Who is “WHO” that it is eligible to engage in treaties? Can any fool rich enough to rent or Senate change our laws?

    stablesort in reply to stablesort. | May 22, 2022 at 1:11 am

    … our Senate…

    Milhouse in reply to stablesort. | May 22, 2022 at 2:16 am

    WHO is not “engaging in treaties”, whatever that’s supposed to mean. It is drafting a treaty to be submitted to various countries, including the USA, for their agreement. That’s all.

Saying is not doing. Would love to see these Europeans and WHO try to dictate to us. Yes, the international bureaucrats think they’re going to take control as they consider the rest of us to be mere plebians but they can’t even run the EU without drama.

clayusmcret | May 22, 2022 at 10:15 am

Read the tea leaves. In short order they’ll include gun violence and the need (their words) of ridding private citizens an ability to own guns.

    Milhouse in reply to clayusmcret. | May 22, 2022 at 10:36 am

    They can’t do that. No treaty can override the constitution. Congress can’t do by treaty what it can’t do by statute.

Russell Brand of all people has some excellent commentary on this based on a piece in the Telegraph (which I think is usually behind a pay wall). It is interesting to see where news about this can be found. Major new sources are certainly ignoring it.

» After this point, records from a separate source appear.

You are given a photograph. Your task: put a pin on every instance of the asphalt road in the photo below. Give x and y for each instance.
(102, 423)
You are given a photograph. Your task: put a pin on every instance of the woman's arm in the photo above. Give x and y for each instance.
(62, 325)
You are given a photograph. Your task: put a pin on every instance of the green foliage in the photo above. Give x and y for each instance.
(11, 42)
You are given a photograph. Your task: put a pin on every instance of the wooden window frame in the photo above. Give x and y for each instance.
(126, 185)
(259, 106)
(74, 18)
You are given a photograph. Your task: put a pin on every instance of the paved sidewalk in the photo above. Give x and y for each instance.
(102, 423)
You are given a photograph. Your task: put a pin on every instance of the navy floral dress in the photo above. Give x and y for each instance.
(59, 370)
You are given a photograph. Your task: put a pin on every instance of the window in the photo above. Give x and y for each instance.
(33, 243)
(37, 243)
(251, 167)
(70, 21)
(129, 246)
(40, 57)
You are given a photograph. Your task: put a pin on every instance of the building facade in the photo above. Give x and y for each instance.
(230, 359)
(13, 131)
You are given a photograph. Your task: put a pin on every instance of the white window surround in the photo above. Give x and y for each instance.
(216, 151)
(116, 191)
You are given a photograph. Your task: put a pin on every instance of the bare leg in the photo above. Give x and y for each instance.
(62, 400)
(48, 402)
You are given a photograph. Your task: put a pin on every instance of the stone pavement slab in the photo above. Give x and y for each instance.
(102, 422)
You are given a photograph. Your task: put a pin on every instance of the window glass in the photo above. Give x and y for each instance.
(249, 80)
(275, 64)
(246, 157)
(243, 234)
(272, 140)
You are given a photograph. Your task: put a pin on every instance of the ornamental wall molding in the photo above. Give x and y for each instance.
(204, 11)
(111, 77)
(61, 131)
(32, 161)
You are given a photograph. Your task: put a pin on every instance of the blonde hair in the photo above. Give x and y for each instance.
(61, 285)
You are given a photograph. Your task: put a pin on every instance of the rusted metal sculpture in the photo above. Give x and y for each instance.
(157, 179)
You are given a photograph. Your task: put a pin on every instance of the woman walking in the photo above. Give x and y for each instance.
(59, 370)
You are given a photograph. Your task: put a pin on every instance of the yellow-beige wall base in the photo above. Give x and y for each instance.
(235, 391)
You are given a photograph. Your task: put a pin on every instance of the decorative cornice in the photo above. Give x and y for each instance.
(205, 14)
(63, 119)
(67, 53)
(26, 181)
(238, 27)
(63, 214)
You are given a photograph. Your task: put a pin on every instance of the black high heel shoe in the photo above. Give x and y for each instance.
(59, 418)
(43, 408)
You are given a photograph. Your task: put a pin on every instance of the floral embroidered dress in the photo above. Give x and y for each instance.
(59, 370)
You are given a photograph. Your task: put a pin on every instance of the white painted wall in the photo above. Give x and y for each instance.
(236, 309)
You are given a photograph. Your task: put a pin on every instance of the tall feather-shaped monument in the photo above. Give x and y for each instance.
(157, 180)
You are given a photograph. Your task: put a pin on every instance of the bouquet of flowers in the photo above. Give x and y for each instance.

    healthguyfsu in reply to JRaeL. | May 22, 2022 at 2:08 pm

    Russell Brand has been killing it on exposing these globalist plans and schemes. He’s as liberal as they come but he is definitely not part of the progressive sheeple cult.

It’s always either too early to panic or too late to save ourselves.

Shouldn’t the Maldives be drowned by now?,The%20islands%20were%20formed%20from%20underwater%20volcanic%20eruptions.

I’ve been hearing about the impending apocalypse since the first Earth Day in 1970.

Never, ever, panic. If you panic you’re a danger to yourself and everyone around you. I don’t want anyone to think I believe I’m brave. Not particularly. And, God, I know my limits. I never realized until I approached social security coIlection age how vulnerable I was. I understand that, every day I know that more and more.

Is there a point? I think so. Don’t panic and plan ahead. Between my car and my house I have a toolkit that will outfit an army and a hospital. I’m closing in on 60. If at this point you haven’t equipped yourself with the equipment and skills to save your own life WTF is wrong with you.

Train. Train every day. And pray.

Getting kicked in the head by someone wearing steel toed flight boots is never fun.

I told my friend I forgave him. But deep down I haven’t.

Gee, what a coincidence.

Another gain of function triumph for the Fauci/WHO/Wuhan eugenicist Justice League? And now WHO steps in just in time to take over the US health system? I think I’ve seen this movie.